Choosing LLM for homelab (2025)
Currently I have a relatively good NVDIA 3090 GPU with 24GB of VRAM. This setup is good enough for me on my server to be ablet to run a relatively capable model. This model for a while has been Gemma3:27b. However with the addition of Home Assistant Vocie Assist I needed a model that is able to use the tools
.
The models have all their pros and cons.
Gemma3:
Gemma3 is a great model for chatting, and it has vision. This makes it great for applications like Mealie that can use this model for converting handwritten recipes to digital ones, or Karakeep to describe images. In addition with the 24Gb of VRAM I was able to use 20k token context window and be left with enough space for an embedding model. Fully on GPU it gave me 32 tokens/s. I tired to have a version with tool support but it struggled hard.

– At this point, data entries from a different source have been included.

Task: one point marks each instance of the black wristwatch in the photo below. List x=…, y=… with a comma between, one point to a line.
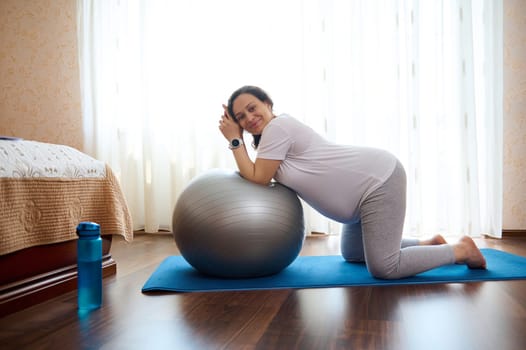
x=235, y=143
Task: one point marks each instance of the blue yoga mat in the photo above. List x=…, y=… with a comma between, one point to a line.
x=176, y=275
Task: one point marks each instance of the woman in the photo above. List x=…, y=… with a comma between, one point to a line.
x=363, y=188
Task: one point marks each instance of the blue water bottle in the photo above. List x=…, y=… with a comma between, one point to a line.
x=89, y=266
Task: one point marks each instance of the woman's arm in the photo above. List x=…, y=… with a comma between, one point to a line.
x=262, y=170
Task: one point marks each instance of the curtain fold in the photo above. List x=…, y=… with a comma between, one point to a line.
x=420, y=79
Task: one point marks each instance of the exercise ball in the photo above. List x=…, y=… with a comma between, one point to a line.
x=227, y=226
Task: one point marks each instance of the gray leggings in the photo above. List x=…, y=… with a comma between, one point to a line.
x=377, y=237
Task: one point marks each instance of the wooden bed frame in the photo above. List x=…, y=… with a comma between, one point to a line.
x=33, y=275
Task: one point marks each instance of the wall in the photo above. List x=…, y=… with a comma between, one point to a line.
x=40, y=94
x=514, y=211
x=39, y=75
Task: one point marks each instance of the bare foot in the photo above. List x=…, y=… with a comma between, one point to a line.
x=467, y=252
x=435, y=240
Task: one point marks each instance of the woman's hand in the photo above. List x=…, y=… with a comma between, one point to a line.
x=228, y=126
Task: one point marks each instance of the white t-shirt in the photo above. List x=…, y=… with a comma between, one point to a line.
x=334, y=179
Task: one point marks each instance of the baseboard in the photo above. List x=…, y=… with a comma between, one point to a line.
x=513, y=233
x=23, y=294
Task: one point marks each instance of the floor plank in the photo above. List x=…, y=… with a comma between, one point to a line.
x=483, y=315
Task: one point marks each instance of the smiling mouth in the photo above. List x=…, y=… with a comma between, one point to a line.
x=255, y=124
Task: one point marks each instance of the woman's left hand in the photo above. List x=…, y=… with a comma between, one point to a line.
x=228, y=126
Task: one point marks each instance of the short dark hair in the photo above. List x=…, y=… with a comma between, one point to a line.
x=255, y=91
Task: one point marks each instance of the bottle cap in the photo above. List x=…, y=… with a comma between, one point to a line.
x=88, y=229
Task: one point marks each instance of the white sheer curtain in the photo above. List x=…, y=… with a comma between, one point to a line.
x=421, y=79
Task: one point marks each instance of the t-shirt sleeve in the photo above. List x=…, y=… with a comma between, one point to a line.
x=275, y=142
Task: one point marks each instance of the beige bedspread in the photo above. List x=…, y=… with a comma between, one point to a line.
x=43, y=210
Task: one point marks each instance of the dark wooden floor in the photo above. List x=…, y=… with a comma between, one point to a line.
x=489, y=315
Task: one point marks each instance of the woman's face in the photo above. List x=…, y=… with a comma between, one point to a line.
x=251, y=113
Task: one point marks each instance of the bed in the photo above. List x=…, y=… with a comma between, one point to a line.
x=45, y=191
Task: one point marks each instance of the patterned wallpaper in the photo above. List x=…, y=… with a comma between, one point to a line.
x=40, y=93
x=39, y=79
x=514, y=203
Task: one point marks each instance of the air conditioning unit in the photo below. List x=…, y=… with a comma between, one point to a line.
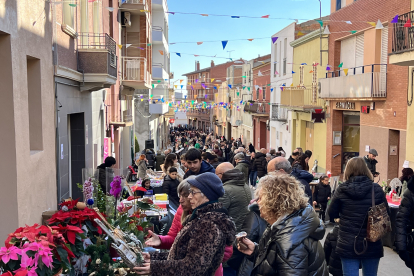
x=127, y=20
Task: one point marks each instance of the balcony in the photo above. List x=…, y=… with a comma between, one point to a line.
x=159, y=72
x=403, y=41
x=300, y=98
x=97, y=61
x=158, y=108
x=279, y=113
x=364, y=82
x=158, y=36
x=257, y=109
x=134, y=6
x=134, y=73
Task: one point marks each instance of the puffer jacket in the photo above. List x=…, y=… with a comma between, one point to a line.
x=168, y=240
x=405, y=218
x=304, y=178
x=243, y=166
x=350, y=203
x=260, y=164
x=142, y=169
x=199, y=247
x=159, y=160
x=254, y=226
x=291, y=247
x=237, y=196
x=322, y=192
x=331, y=257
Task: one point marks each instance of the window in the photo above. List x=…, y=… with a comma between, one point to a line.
x=34, y=89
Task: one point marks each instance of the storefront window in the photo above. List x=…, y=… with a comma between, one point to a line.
x=351, y=137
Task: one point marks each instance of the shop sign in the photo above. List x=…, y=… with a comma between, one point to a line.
x=345, y=105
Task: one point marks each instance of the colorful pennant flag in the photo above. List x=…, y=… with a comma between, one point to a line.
x=224, y=43
x=346, y=72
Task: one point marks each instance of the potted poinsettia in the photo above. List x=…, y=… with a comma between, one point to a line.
x=36, y=250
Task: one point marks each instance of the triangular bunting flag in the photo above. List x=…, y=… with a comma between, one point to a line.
x=346, y=72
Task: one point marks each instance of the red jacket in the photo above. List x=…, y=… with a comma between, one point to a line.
x=168, y=240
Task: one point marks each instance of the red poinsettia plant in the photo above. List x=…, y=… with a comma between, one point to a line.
x=36, y=250
x=77, y=225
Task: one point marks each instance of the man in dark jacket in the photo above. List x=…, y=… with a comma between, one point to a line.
x=237, y=194
x=260, y=164
x=159, y=159
x=237, y=197
x=371, y=162
x=404, y=224
x=195, y=164
x=242, y=165
x=149, y=154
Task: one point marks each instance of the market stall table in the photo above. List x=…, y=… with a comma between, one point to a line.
x=389, y=238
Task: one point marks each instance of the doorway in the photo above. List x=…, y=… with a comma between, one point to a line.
x=76, y=128
x=394, y=153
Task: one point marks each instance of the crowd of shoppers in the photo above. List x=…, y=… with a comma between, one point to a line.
x=222, y=187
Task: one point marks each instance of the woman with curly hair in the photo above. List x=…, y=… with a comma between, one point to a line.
x=290, y=244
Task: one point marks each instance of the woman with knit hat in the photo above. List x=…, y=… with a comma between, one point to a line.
x=199, y=247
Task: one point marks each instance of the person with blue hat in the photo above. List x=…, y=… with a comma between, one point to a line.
x=198, y=249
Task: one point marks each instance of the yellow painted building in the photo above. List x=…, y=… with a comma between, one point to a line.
x=302, y=97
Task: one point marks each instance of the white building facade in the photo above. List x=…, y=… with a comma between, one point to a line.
x=281, y=74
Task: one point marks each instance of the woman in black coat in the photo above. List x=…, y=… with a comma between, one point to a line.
x=405, y=224
x=350, y=203
x=290, y=244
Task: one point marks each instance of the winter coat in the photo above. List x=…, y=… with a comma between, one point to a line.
x=405, y=218
x=260, y=164
x=237, y=196
x=205, y=167
x=198, y=249
x=371, y=164
x=159, y=160
x=142, y=169
x=169, y=186
x=332, y=258
x=218, y=152
x=322, y=192
x=243, y=166
x=251, y=148
x=151, y=159
x=304, y=178
x=168, y=240
x=254, y=226
x=291, y=247
x=102, y=176
x=350, y=203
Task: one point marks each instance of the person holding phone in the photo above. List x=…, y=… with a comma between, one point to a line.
x=290, y=244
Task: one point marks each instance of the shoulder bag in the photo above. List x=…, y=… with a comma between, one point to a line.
x=378, y=224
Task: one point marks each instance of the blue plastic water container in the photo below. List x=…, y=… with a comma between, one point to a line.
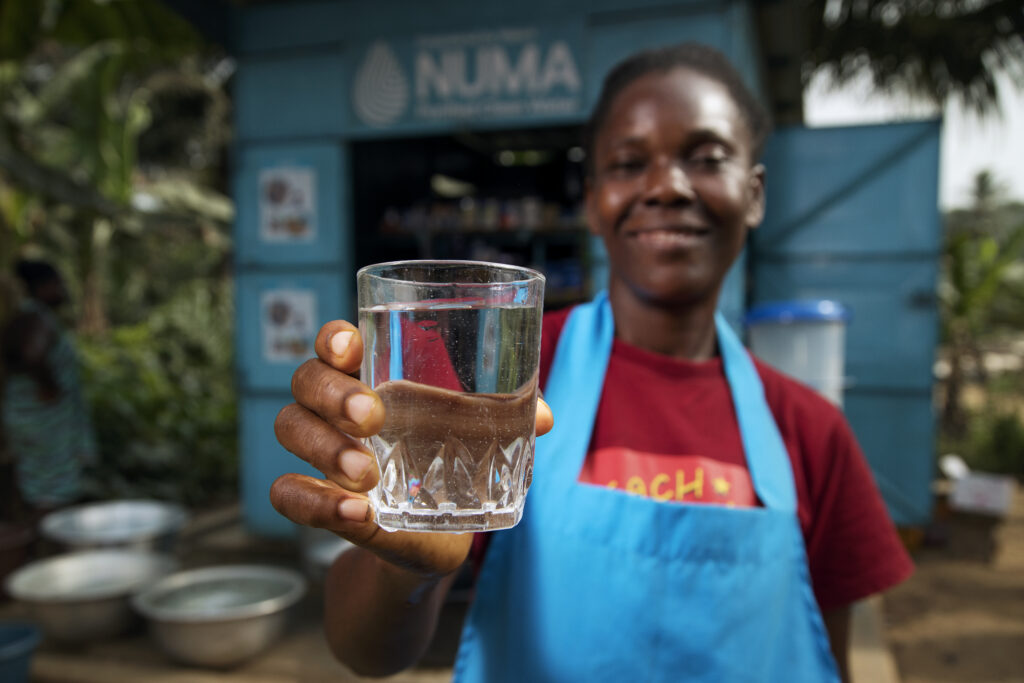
x=804, y=339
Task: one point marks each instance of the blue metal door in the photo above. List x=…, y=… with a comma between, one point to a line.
x=852, y=215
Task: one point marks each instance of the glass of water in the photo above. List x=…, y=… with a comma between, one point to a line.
x=453, y=349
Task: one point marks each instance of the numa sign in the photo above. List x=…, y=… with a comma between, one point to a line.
x=515, y=73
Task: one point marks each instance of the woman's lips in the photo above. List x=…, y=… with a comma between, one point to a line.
x=669, y=238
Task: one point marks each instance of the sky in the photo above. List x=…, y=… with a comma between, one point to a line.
x=968, y=144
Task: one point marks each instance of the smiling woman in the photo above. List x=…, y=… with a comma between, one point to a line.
x=680, y=472
x=673, y=190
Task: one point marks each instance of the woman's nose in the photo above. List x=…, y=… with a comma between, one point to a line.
x=668, y=183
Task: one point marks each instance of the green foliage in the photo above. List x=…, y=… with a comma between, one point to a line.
x=163, y=398
x=931, y=49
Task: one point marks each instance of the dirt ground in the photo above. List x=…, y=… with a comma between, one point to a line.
x=961, y=615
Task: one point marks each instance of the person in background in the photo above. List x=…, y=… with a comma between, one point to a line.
x=694, y=514
x=46, y=423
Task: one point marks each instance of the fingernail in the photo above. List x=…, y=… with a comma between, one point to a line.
x=354, y=464
x=340, y=342
x=354, y=509
x=358, y=407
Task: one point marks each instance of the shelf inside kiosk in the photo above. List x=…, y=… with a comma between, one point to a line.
x=511, y=197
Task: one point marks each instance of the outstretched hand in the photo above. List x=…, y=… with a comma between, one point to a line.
x=333, y=411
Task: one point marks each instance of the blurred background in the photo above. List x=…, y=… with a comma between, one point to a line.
x=206, y=177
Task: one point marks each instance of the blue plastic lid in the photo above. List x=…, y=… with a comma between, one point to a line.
x=792, y=311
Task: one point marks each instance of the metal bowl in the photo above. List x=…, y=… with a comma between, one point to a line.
x=84, y=596
x=139, y=524
x=220, y=616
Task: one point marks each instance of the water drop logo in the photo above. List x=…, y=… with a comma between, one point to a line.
x=381, y=92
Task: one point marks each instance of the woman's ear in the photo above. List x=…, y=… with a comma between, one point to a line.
x=756, y=207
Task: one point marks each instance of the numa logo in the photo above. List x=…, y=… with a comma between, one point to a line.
x=511, y=73
x=381, y=92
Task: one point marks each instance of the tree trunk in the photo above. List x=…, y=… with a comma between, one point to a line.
x=92, y=260
x=953, y=422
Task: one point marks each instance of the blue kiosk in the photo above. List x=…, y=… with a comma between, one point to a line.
x=378, y=131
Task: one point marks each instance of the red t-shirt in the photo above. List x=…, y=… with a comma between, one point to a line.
x=667, y=428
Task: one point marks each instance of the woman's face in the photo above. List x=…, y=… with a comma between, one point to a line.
x=674, y=189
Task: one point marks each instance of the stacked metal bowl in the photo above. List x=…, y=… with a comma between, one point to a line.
x=220, y=616
x=85, y=596
x=140, y=524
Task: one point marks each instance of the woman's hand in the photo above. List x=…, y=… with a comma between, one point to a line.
x=332, y=411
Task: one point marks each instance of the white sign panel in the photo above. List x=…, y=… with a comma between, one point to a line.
x=288, y=322
x=288, y=204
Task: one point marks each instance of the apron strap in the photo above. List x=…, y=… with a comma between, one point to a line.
x=580, y=364
x=766, y=455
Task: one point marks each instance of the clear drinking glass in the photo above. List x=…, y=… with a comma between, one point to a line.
x=453, y=349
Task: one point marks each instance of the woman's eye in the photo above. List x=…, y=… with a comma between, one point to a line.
x=626, y=166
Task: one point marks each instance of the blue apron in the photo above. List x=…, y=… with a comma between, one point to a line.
x=598, y=585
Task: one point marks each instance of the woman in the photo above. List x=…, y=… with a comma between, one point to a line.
x=749, y=522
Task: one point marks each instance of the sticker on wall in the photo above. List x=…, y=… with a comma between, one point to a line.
x=288, y=204
x=289, y=325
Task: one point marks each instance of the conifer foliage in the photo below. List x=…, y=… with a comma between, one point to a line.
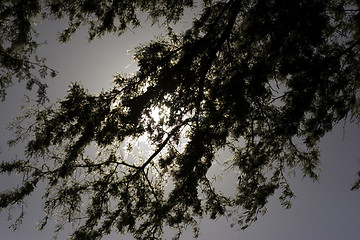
x=265, y=79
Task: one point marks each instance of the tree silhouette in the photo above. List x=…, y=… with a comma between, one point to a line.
x=266, y=79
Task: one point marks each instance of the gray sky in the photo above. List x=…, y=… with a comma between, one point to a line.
x=322, y=210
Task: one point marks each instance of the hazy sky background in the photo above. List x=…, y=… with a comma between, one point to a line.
x=322, y=210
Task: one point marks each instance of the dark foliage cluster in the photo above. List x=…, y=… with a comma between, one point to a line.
x=266, y=79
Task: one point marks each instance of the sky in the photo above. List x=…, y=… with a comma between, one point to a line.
x=322, y=210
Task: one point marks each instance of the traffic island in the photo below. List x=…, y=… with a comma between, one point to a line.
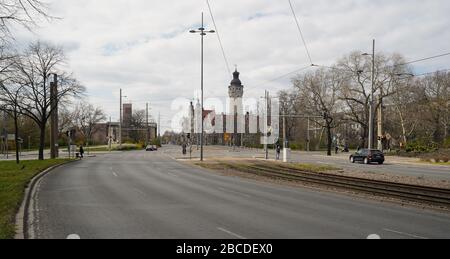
x=404, y=191
x=14, y=179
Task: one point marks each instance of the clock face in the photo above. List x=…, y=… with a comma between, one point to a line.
x=236, y=92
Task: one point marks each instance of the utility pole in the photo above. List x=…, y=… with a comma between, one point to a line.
x=308, y=141
x=372, y=115
x=120, y=121
x=266, y=148
x=203, y=33
x=110, y=134
x=380, y=123
x=146, y=126
x=54, y=152
x=159, y=125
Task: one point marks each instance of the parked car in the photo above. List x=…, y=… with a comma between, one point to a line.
x=368, y=156
x=151, y=148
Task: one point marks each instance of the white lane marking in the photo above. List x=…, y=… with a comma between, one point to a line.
x=231, y=233
x=172, y=174
x=373, y=237
x=73, y=236
x=404, y=234
x=231, y=191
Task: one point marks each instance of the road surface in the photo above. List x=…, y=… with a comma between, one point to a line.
x=393, y=166
x=150, y=195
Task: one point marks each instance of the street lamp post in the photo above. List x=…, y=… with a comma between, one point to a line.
x=371, y=115
x=121, y=118
x=202, y=31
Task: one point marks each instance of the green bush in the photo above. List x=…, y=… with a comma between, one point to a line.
x=297, y=146
x=447, y=143
x=421, y=147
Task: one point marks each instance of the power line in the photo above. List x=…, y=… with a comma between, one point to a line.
x=282, y=76
x=423, y=59
x=431, y=73
x=300, y=31
x=218, y=37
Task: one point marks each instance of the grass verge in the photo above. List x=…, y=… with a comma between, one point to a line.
x=246, y=165
x=13, y=181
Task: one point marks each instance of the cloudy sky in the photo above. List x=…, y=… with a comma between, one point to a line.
x=144, y=47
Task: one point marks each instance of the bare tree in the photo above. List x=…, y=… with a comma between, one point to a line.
x=437, y=95
x=87, y=117
x=138, y=125
x=23, y=12
x=34, y=69
x=289, y=106
x=319, y=93
x=357, y=93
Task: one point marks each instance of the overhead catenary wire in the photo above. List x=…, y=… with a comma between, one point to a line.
x=219, y=38
x=282, y=76
x=300, y=31
x=423, y=59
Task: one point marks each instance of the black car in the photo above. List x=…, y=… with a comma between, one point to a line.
x=368, y=156
x=151, y=148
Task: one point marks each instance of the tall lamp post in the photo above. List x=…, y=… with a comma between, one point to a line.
x=121, y=119
x=371, y=115
x=202, y=31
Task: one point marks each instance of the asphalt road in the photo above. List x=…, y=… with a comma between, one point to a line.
x=393, y=165
x=150, y=195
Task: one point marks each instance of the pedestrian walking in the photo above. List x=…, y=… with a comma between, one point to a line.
x=184, y=148
x=81, y=152
x=278, y=151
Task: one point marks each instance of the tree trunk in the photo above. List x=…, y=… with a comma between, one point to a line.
x=330, y=140
x=16, y=132
x=42, y=142
x=364, y=137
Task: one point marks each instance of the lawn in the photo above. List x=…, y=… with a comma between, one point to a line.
x=115, y=147
x=13, y=181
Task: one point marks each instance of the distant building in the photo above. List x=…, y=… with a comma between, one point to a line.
x=235, y=106
x=127, y=114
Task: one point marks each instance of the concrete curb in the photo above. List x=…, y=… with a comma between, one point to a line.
x=22, y=216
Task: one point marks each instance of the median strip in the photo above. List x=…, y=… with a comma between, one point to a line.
x=14, y=179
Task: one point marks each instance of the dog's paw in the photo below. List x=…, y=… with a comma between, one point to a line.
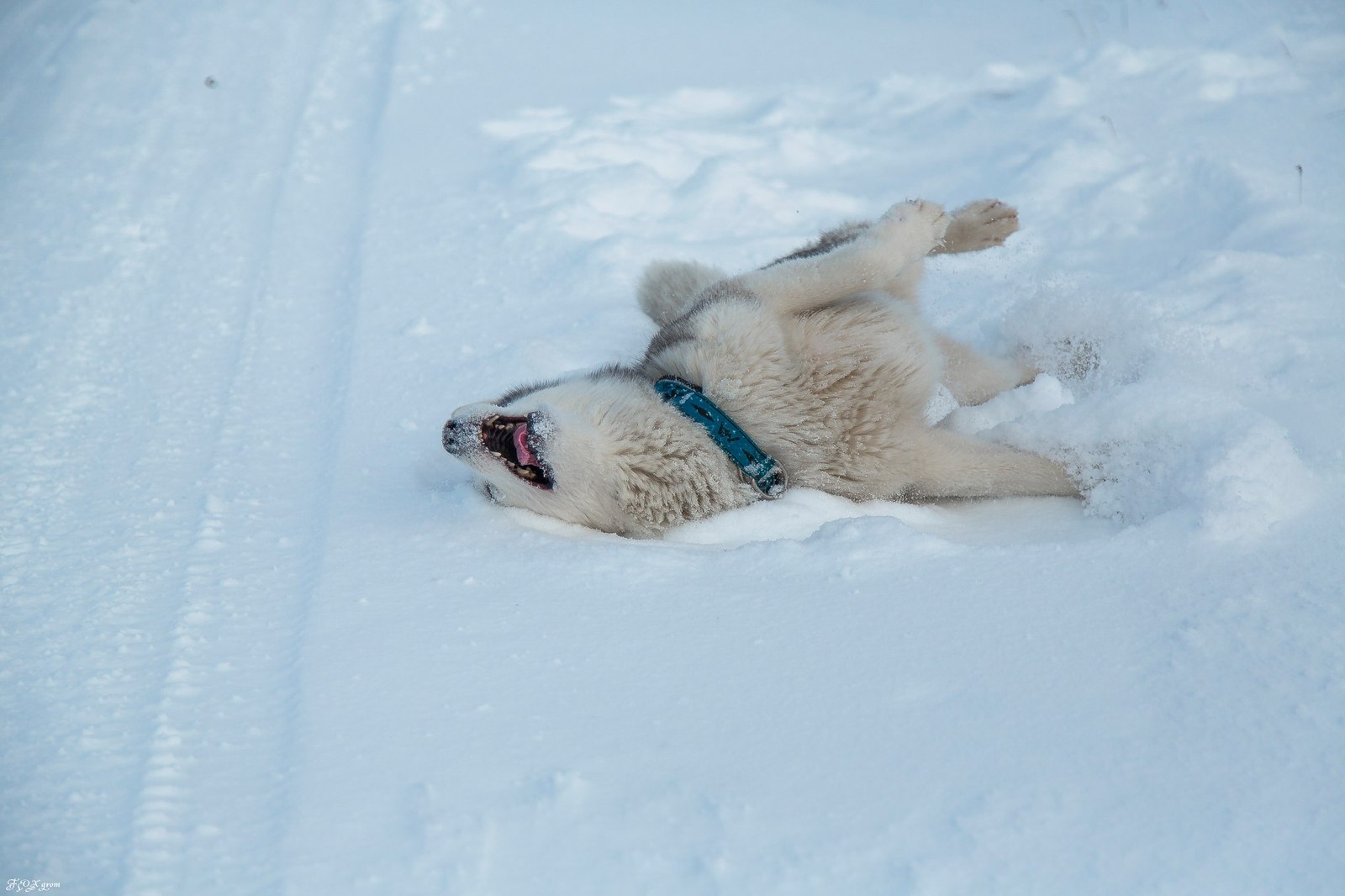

So with Home Assistant it won't fly.
Small models:
I tried few smaller models (3b or less) but I had real bad experince with them, especially with some added instructions to the base prompt.
Qwen2.5:
The next recommended choice was Qwen2.5. I tried the 14b version, but for some reason he always answered inside Home Assistant context in mixed arabic and chinese. However the 32b model worked relatively great. The instruct version even was able to check and not add items to the list if it would be a duplicate (this is for some reason a mighty task for models). The issue with Qwen2.5:32b is that it left only enough space in the VRAM for 8k context window.
Mistral Small:
Meet mistral-small. It is a small capable model with great tools support. The 24b instruct version understood nearly every task that I throw at it and with 32k context window all fitting into 24Gb of VRAM. Unfortunatelly it had no vision support.
Mistal Small 3.1 and 3.2:
So I turned to mistral-small3.1 and resp 3.2. These were really exciting models: great tools support, vision, responsive and fast. However the tradeoff came in the form of huge context size for each token. Even though the model was the smalles from this list in size (15Gb) even 8k context window took up the remaining space. This means that I would not have been able to use these models with a large enough context window. Though with 32k context window it still ran 30 tokens/s while 40% was loaded into RAM + CPU.
To summarize:
Since I have applications that absolutely require vision, but I am not using them way too often I decided to bite the bullet. I left gemma3
for these applications, while for generic chatting and for Home Assistant I went with the mistral-small-instruct
. It takes about 2 seconds to switch the loaded models, but I am hoping that it will be rather a rare occurance. We will see later if this will actually make the voice assistant unresponsive enough that it will get me annoyed.
If so my alternative solution is to go with mistral-small3.2
with 32k context window for all applications and have a bit more electricity usage at the end of the day (extra 15% when CPU goes brrr).